Re: [PATCH -mm -v4 3/5] mm, swap: VMA based swap readahead

From: Minchan Kim
Date: Thu Sep 14 2017 - 23:42:26 EST


On Fri, Sep 15, 2017 at 11:15:08AM +0800, Huang, Ying wrote:
> Minchan Kim <minchan@xxxxxxxxxx> writes:
>
> > On Thu, Sep 14, 2017 at 08:01:30PM +0800, Huang, Ying wrote:
> >> Minchan Kim <minchan@xxxxxxxxxx> writes:
> >>
> >> > On Wed, Sep 13, 2017 at 02:02:29PM -0700, Andrew Morton wrote:
> >> >> On Wed, 13 Sep 2017 10:40:19 +0900 Minchan Kim <minchan@xxxxxxxxxx> wrote:
> >> >>
> >> >> > Every zram users like low-end android device has used 0 page-cluster
> >> >> > to disable swap readahead because it has no seek cost and works as
> >> >> > synchronous IO operation so if we do readahead multiple pages,
> >> >> > swap falut latency would be (4K * readahead window size). IOW,
> >> >> > readahead is meaningful only if it doesn't bother faulted page's
> >> >> > latency.
> >> >> >
> >> >> > However, this patch introduces additional knob /sys/kernel/mm/swap/
> >> >> > vma_ra_max_order as well as page-cluster. It means existing users
> >> >> > has used disabled swap readahead doesn't work until they should be
> >> >> > aware of new knob and modification of their script/code to disable
> >> >> > vma_ra_max_order as well as page-cluster.
> >> >> >
> >> >> > I say it's a *regression* and wanted to fix it but Huang's opinion
> >> >> > is that it's not a functional regression so userspace should be fixed
> >> >> > by themselves.
> >> >> > Please look into detail of discussion in
> >> >> > http://lkml.kernel.org/r/%3C1505183833-4739-4-git-send-email-minchan@xxxxxxxxxx%3E
> >> >>
> >> >> hm, tricky problem.
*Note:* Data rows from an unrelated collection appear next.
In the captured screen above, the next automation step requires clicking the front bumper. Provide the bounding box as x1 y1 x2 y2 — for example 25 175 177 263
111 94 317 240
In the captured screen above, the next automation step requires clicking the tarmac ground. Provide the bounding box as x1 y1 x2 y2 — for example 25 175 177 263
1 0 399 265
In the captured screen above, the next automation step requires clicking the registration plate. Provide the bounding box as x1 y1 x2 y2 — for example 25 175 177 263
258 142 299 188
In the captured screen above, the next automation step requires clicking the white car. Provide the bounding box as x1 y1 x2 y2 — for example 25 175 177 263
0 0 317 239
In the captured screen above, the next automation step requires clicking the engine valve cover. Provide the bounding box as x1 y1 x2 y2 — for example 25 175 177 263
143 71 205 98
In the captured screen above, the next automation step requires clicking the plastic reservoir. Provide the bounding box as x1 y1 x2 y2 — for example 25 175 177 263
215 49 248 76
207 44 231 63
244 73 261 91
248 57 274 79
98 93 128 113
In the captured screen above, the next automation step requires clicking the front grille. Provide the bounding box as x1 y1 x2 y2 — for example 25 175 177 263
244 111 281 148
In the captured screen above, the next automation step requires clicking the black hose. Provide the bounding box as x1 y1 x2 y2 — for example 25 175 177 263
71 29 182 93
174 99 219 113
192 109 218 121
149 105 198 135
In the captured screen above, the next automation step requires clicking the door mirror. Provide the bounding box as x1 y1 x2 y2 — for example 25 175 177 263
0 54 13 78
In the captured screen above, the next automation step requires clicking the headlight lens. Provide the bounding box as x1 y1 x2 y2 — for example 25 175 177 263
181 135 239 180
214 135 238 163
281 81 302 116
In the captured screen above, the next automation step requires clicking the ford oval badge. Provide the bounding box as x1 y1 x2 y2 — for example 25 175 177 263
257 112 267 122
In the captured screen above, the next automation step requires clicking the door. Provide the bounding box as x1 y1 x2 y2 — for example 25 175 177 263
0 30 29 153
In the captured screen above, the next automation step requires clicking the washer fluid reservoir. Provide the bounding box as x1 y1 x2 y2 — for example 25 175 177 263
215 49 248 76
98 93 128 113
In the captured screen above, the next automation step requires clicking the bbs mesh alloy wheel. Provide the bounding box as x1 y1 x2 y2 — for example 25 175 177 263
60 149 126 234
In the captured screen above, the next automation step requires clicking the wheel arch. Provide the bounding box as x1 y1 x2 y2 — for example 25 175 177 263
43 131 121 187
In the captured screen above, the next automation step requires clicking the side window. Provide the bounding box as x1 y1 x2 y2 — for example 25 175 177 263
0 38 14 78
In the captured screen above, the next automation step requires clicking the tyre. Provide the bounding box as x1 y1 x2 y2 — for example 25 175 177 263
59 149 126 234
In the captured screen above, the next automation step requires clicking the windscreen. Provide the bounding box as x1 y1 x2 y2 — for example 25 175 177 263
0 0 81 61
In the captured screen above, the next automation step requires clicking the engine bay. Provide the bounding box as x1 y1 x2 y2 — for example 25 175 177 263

I do agree that linking the physical and virtual
> >> >> readahead schemes in the proposed fashion is unfortunate. I also agree
> >> >> that breaking existing setups (a bit) is also unfortunate.
> >> >>
> >> >> Would it help if, when page-cluster is written to zero, we do
> >> >>
> >> >> printk_once("physical readahead disabled, virtual readahead still
> >> >> enabled. Disable virtual readhead via
> >> >> /sys/kernel/mm/swap/vma_ra_max_order").
> >> >>
> >> >> Or something like that. It's pretty lame, but it should help alert the
> >> >> zram-readahead-disabling people to the issue?
> >> >
> >> > It was my last resort. If we cannot find other ways after all, yes, it would
> >> > be a minimum we should do. But it still breaks users don't/can't read/modify
> >> > alert and program.
> >> >
> >> > How about this?
> >> >
> >> > Can't we make vma-based readahead config option?
> >> > With that, users who no interest on readahead don't enable vma-based
> >> > readahead. In this case, page-cluster works as expected "disable readahead
> >> > completely" so it doesn't break anything.
> >>
> >> Now. Users can choose between VMA based readahead and original
> >> readahead via a knob as follow at runtime,
> >>
> >> /sys/kernel/mm/swap/vma_ra_enabled
> >
> > It's not a config option and is enabled by default. IOW, it's under the radar
> > so current users cannot notice it. That's why we want to emit big fat warnning.
> > when old user set 0 to page-cluster. However, as Andrew said, it's lame.
> >
> > If we make it config option, product maker/kernel upgrade user can have
> > a chance to notice and read description so they could be aware of two weird
> > knobs and help to solve the problem in advance without printk_once warn.
> > If user has no interest about swap-readahead or skip the new config option
> > by mistake, it works physcial readahead which means no regression.
>
> I am OK to make it config option. But I think VMA based swap readahead
> should be enabled by default. Because per my understanding, default
> option should be set for most common desktop users. And VMA based swap
> readahead should benefit them. People needs to turn off swap readahead
> is some special users, the original swap readahead default configuration
> isn't for them too.

Okay. I don't care either one is default if it is a config option.
It still gives a chance to notice a new algorithm so users can decide it
It is absolutely better than silent regressoin and printk tric.
Please add more description about those parallel two readahead algorithms
in somewhere(e.g., vm.txt) so he can understand the situation exactly and
can handle both tunable knobs at the same time.